Search code examples
rrecommendation-enginecollaborative-filtering

Wrong output in predict function from R package 'recommenderlab'?


I need to make a recommender based on a Yelp database, I've filtered the business reviews and the user and created a realRatingMatrix with user ratings for the respective businesses. Even though the matrix will be gigantic I'm just testing with a very small matrix first (mdat matrix).

#learning matrix
learningM <- as(mdat[1:8,],"realRatingMatrix")

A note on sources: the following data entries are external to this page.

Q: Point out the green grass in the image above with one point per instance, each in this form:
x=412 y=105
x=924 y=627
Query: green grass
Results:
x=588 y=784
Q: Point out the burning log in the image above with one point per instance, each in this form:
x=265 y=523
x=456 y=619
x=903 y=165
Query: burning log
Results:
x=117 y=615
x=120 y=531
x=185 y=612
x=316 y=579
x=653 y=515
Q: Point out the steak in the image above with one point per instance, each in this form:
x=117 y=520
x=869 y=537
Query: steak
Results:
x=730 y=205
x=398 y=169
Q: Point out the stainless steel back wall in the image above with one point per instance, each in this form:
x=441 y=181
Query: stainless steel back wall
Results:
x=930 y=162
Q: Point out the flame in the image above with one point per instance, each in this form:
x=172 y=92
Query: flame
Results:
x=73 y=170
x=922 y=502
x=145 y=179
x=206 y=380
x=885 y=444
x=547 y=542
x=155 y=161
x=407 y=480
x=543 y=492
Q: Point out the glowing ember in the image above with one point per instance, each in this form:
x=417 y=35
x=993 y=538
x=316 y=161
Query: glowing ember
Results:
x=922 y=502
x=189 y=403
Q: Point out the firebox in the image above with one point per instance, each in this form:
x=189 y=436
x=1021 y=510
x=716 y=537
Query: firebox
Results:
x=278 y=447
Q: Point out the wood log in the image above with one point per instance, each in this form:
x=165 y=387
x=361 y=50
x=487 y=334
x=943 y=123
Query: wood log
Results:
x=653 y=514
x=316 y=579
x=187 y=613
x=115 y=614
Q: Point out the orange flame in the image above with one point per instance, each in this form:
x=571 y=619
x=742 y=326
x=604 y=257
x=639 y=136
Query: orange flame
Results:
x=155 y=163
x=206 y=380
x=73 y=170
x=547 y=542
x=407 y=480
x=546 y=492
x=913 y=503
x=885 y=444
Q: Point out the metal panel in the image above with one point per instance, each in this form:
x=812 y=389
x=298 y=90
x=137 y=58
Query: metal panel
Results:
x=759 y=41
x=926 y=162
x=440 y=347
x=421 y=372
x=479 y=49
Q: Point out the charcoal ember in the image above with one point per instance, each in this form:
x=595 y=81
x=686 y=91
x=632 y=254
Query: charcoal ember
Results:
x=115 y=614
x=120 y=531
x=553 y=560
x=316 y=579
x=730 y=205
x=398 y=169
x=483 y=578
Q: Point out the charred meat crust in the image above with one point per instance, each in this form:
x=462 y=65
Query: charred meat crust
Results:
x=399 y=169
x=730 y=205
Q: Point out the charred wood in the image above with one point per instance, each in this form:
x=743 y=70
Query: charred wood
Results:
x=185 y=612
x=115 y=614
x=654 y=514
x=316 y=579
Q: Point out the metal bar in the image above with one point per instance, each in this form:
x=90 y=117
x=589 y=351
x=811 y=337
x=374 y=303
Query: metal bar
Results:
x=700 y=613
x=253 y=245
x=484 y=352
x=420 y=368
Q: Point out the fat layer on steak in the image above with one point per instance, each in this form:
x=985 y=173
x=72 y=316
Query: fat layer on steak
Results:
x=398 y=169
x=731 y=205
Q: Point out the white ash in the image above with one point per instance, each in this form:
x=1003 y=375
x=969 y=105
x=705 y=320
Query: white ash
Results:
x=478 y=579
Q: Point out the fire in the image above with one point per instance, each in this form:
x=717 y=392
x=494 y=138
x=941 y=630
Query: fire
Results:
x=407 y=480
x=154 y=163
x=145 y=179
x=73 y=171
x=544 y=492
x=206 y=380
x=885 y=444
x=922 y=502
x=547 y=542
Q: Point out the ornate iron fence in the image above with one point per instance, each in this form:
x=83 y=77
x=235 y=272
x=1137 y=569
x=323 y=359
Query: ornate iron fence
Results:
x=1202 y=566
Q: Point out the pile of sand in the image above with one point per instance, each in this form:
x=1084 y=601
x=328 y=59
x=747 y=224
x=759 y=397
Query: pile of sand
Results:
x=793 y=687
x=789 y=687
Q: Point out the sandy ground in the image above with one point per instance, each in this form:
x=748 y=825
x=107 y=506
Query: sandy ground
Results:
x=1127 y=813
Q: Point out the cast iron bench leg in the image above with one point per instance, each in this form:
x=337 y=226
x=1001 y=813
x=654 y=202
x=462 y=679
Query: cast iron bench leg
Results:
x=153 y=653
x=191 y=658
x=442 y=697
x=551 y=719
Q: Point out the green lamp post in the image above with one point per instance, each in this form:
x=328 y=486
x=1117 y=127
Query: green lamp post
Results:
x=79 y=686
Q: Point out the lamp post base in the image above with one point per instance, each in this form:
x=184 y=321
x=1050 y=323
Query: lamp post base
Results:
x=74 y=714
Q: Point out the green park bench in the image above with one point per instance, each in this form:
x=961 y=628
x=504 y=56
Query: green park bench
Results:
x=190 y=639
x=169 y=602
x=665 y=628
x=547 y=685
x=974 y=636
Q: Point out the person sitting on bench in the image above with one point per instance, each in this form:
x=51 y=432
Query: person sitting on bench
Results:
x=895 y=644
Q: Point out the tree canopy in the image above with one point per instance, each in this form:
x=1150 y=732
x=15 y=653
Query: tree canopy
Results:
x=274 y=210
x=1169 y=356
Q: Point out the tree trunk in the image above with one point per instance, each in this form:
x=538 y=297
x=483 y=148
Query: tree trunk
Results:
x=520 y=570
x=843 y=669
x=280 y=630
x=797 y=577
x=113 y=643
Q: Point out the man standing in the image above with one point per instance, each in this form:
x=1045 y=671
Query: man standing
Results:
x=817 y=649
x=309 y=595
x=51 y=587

# matrix to predict user recommendations
testM <- as(mdat[9:10,],"realRatingMatrix")

#using the learning matrix to create a UBCF recommender
rec <- Recommender(learningM, method = "UBCF")

#function that should output 2 business recommendations to users of testM
pre <- predict(rec, testM, n=2)

Instead I receive an output like this:

> as(pre,"list")
[[1]]
character(0)

[[2]]
character(0)

Why am I getting this output? Is the predict function calculating wrong results thus providing erroneous output or is my business column name a different text type so he can't output it correctly?

Edit: mdat matrix as requested, sorry for not putting it at the first place.

> dput(mdat)
structure(c(1, NA, NA, NA, NA, NA, NA, NA, NA, NA, NA, 4, NA, 
NA, NA, NA, NA, NA, NA, NA, NA, NA, 5, NA, NA, NA, NA, NA, NA, 
NA, NA, NA, NA, 4, NA, NA, NA, NA, NA, NA, NA, NA, NA, NA, 3, 
NA, NA, NA, NA, NA, NA, NA, NA, NA, NA, 1, NA, NA, NA, NA, NA, 
NA, NA, NA, NA, NA, 4, NA, NA, NA, NA, NA, NA, NA, NA, NA, NA, 
3, NA, NA, NA, NA, NA, NA, NA, NA, NA, NA, 5, NA, NA, NA, NA, 
NA, NA, NA, NA, NA, NA, 5), .Dim = c(10L, 10L), .Dimnames = list(
c("jqhP9mV2rYvmPdKvlOfp0g", "tqkkmL2NB19Sxeg1AaXnSA", "cNMJxBzmXA9N7krLvlrzlA", 
"9v3uIUTitC043Y4Qs54K1g", "nLUwyI34R-cAHLnmEGeLIg", "6SUSTwhfSFva9nbIDmoN7Q", 
"iCppbv3C7XvCyzIZnNQ7fg", "MUo7TLgR7sy1ob0MvxyPHQ", "GMVQyHMHNGplG3aof8jMcA", 
"VNGevHJuTxcou-Nhm8Q5RQ"), c("iZYDZvXoIT648EZOnEP0pQ", "HQJjHA6BRcRD0vR5askdkQ", 
"bul_5Ahk_QYLUAJ4Od27jg", "EOoj2h1Brzk1AhqScvIHDA", "roEQNfyPi3jRv3WFFr-f_g", 
"ffp58kYSK7dJGs5ER-5txw", "pvlM--HZY1a8SqMXiwEz1A", "mta3FuoNzjjGWQr9TCHGhA", 
"QeK3lOP-CTZS72YgeXiiqA", "57VozB9tq5SbNst9nO-jxA")))

Solution

  • As explained by the vignette, recommenderlab is trying to solve a sparse matrix regression problem. But if the test set of recommendations from new users is not from the same space set of values as the training set, then there can be no construction of any sort of similarity measure for the new users with the old users. The algorithm needs to find some old-users who rated the same items as the new users before it can then deliver further items from the other old user ratings.

    A simple populatity recommendation does not require finding any subset of raters who shared ratings with new users.